The idea is to use the brute force approach to traverse the tree using DFS. At every node, we will go through all of its ancestors and check if they are coprime, and update the ‘RESULT’ array.

For this purpose, we will first build an adjacency list using ‘EDGES’ and then perform the DFS.

### Algorithm:

• Declare a vector of integers, ‘RESULT’ of size ‘N’ to store the closest coprime ancestor for every node.
• Declare a vector of integers, ‘ANCESTORS’ to store the list of ancestors for every node.
• Declare a vector of vector of integers, ‘ADJLIST’ to store the adjacency list representation of the given tree.
• Run a loop for every vector of integers, ‘EDGE’ in the ‘EDGES’.
• Push ‘EDGE[ 1 ]’ in the ‘ADJLIST[EDGE[ 0 ]]’.
• Push ‘EDGE[ 0 ]’ in the ‘ADJLIST[EDGE[ 1 ]]’.
• Call the ‘dfs’ function.
• In the end, return ‘RESULT’.

#### Description of ‘dfs’ function :

This function will take six parameters:

• NODES: A vector of integers representing the values associated with every node.
• ADJLIST: A vector of vector of integers representing the adjacency list of the given tree.
• ANCESTORS: A vector of integers representing the list of ancestors for every node.
• CURRENT: An integer representing the current node for which the closest coprime ancestor has to be found.
• PARENT: An integer representing the parent of the ‘CURRENT’ node.
• RESULT: a vector of integers to store the closest coprime ancestor for every node.
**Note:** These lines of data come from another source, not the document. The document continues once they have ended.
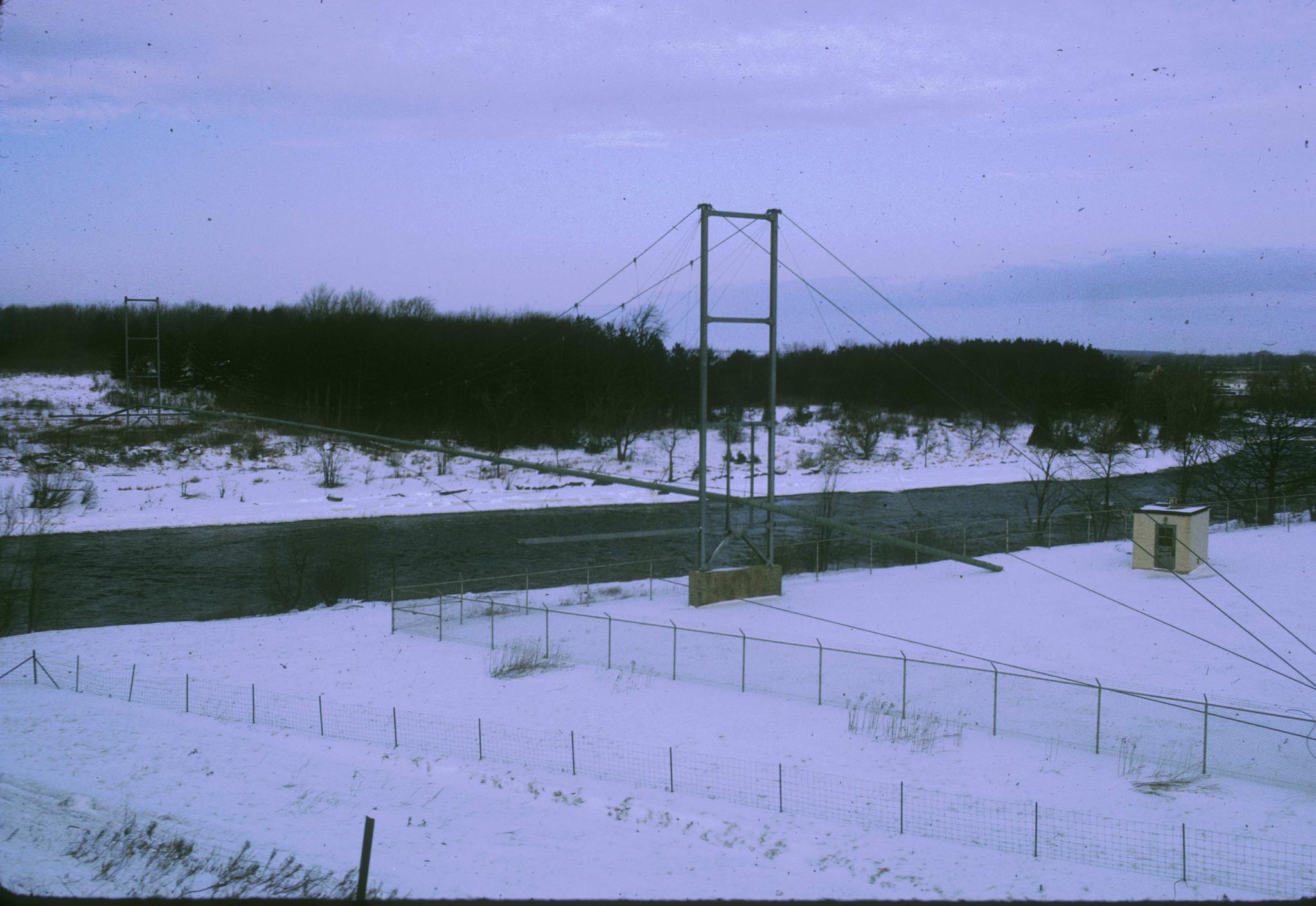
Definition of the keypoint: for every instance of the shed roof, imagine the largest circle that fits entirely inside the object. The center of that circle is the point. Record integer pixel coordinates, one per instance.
(1173, 509)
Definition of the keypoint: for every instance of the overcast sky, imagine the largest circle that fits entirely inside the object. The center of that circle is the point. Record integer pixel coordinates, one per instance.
(1132, 175)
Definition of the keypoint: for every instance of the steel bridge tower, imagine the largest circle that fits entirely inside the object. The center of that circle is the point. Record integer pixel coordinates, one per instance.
(712, 542)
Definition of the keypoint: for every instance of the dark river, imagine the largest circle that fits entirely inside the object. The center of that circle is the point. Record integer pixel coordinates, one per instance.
(147, 576)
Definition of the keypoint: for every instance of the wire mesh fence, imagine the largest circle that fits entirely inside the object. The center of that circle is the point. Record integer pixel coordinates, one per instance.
(1175, 731)
(1024, 829)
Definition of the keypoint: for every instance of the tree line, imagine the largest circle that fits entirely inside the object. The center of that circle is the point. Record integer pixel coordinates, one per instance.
(399, 366)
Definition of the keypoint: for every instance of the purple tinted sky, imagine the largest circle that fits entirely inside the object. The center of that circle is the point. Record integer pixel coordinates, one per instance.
(1134, 175)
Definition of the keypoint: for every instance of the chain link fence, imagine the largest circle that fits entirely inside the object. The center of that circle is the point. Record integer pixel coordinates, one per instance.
(1178, 733)
(1024, 829)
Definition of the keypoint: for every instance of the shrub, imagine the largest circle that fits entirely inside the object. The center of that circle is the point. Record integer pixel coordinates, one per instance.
(523, 659)
(50, 490)
(331, 461)
(799, 416)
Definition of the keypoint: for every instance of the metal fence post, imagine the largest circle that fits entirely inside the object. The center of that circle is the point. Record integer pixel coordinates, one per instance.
(820, 668)
(673, 650)
(364, 873)
(1098, 716)
(905, 685)
(744, 647)
(995, 685)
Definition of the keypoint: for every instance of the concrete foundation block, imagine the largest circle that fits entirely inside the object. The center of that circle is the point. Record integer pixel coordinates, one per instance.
(729, 583)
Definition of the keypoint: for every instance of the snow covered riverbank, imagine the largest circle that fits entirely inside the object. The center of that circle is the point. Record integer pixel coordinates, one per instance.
(256, 475)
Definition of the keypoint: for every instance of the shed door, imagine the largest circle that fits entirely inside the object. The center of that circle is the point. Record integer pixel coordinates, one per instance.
(1165, 547)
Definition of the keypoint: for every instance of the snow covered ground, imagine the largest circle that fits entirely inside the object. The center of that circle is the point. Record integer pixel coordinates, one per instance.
(190, 485)
(448, 829)
(233, 783)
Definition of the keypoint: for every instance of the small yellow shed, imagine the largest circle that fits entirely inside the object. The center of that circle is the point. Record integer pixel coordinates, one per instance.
(1170, 537)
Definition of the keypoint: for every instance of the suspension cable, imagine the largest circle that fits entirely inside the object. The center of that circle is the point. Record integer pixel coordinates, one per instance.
(1101, 594)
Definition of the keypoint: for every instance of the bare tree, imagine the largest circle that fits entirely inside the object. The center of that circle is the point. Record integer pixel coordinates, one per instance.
(1268, 450)
(1047, 485)
(1105, 436)
(331, 460)
(858, 431)
(645, 323)
(827, 510)
(1182, 399)
(668, 440)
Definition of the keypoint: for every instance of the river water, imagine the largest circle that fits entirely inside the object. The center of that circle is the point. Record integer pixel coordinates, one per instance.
(147, 576)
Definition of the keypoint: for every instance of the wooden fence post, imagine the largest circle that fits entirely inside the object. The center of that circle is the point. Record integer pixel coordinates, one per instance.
(364, 873)
(1098, 716)
(905, 676)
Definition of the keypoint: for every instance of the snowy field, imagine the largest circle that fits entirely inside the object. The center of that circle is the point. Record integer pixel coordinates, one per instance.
(236, 783)
(188, 485)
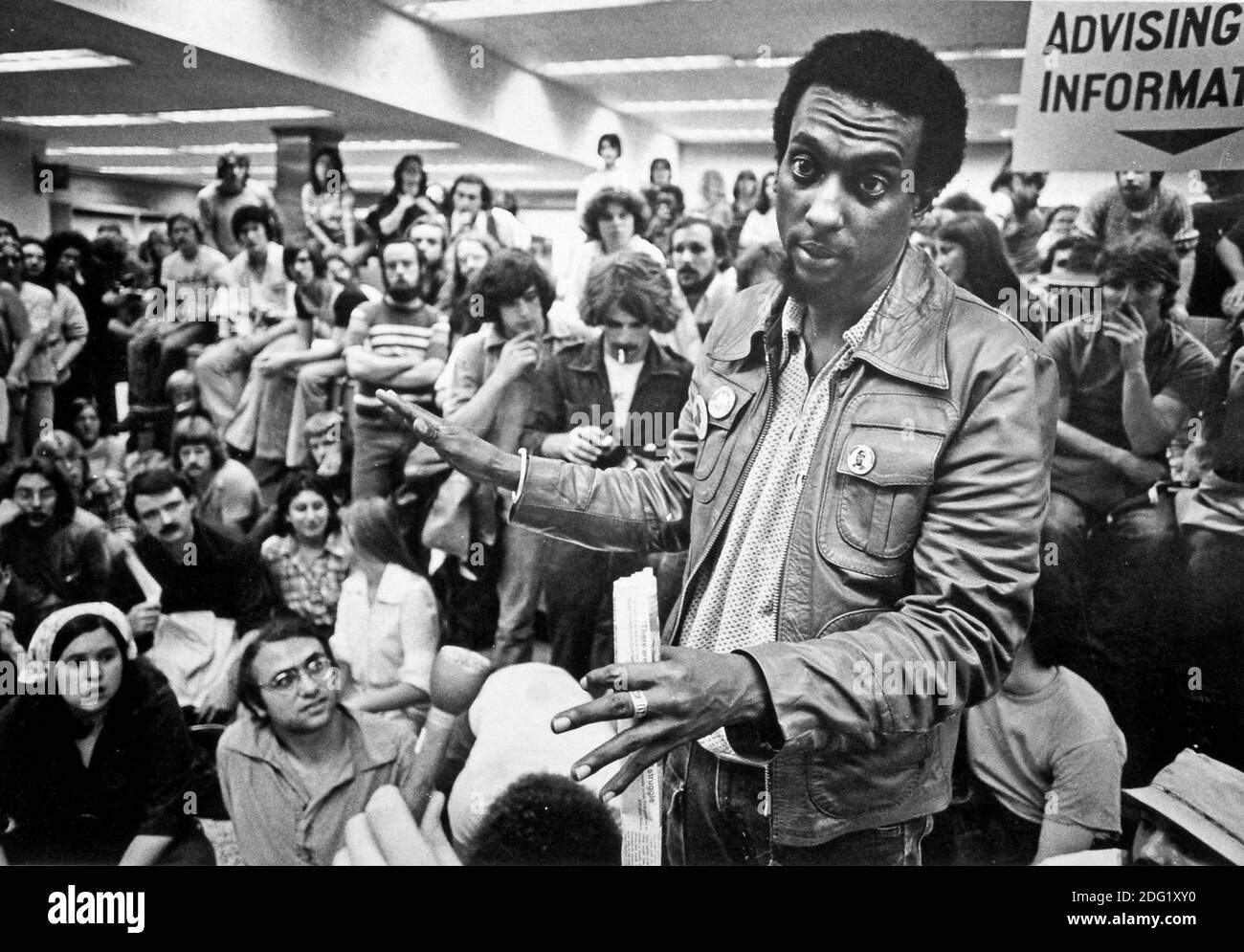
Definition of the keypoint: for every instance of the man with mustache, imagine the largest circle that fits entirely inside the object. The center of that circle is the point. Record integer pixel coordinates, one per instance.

### void dfs(NODES, ADJLIST, ANCESTORS, CURRENT, PARENT, RESULT):

• Assign -1 to the ‘RESULT[CURRENT]’ indicating ‘CURRENT’ has no coprime ancestor.
• Run a loop for every ‘ANCESTOR’ in the ‘ANCESTORS’.
• Declare a variable ‘VALUEOFANCESTOR’ and assign ‘NODES[ ANCESTOR ]’ to it.
• Declare a variable ‘VALUEOFCURRENT’ and assign ‘NODES[ CURRENT ]’ to it.
• If GCD of ‘VALUEOFANCESTOR’ and ‘VALUEOFCURRENT’ that shows that we found a coprime ancestor of ‘CURRENT’ node. So,
• Assign ‘ANCESTOR’ to ‘RESULT[ CURRENT ]’.
• Push ‘CURRENT’ to the ‘ANCESTORS’.
• Run a loop for every ‘CHILDNODE’ in ‘ADJLIST[ CURRENT ]’.
• If ‘CHILDNODE’ is not equal to ‘PARENT’
• Call ‘dfs’ by updating ‘CURRENT’ as ‘CHILDNODE’ and ‘PARENT’ as ‘CURRENT’.
• Pop the last element from ‘ANCESTORS’.